The Worries of a Retiring NSA Chief

•, by Jacob G. Hornberger

His many worries are detailed in an op-ed he has in the Washington Post today entitled, "What Worries Me Most After Five Years as Leader of the NSA."

Surprisingly, for some unknown reason, Nakasone expressed no worry whatsoever about the "invasion" of illegal immigrants on our southern border. Wouldn't you think that a career military man and the head of the NSA would be worried about an ongoing "invasion" of our nation? Sounds like a grave case of military malpractice to me.

Nakasone's role as a military general helps to remind us of the gigantic military-intelligence establishment that controls our country. It's easy to view the Pentagon, the CIA, and the NSA as three separate and distinct entities. In actuality, they are three parts of an overall entity known as the national-security establishment. It is one gigantic military-intelligence entity that is simply divided into three parts — the Pentagon, the CIA, and the NSA.
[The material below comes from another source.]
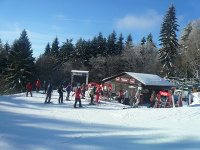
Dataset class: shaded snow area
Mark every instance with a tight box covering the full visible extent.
[0,91,200,150]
Longtime readers of my work know that I have long recommended a book entitled National Security and Double Government by Michael J. Glennon, who is a professor of law at Tufts University and former legal counsel to the Senate Foreign Relations Committee. Glennon's thesis, to which I subscribe, is an ominous one: The national-security establishment — not the president, Congress, or Supreme Court — runs the federal government, especially when it comes to foreign affairs.

The federal government was not always a national-security state. For more than 150 years, Americans lived under a type of governmental structure known as a limited-government republic.

The difference between a limited-government republic and a national-security state is day and night. The powers of a limited-government republic are limited to those enumerated in the Constitution and are also restricted by the Bill of Rights. The powers of a national-security state are omnipotent and unrestricted by anything, including the powers of torture, assassination, and indefinite detention, not to mention coups, invasions, occupations, and wars of aggression.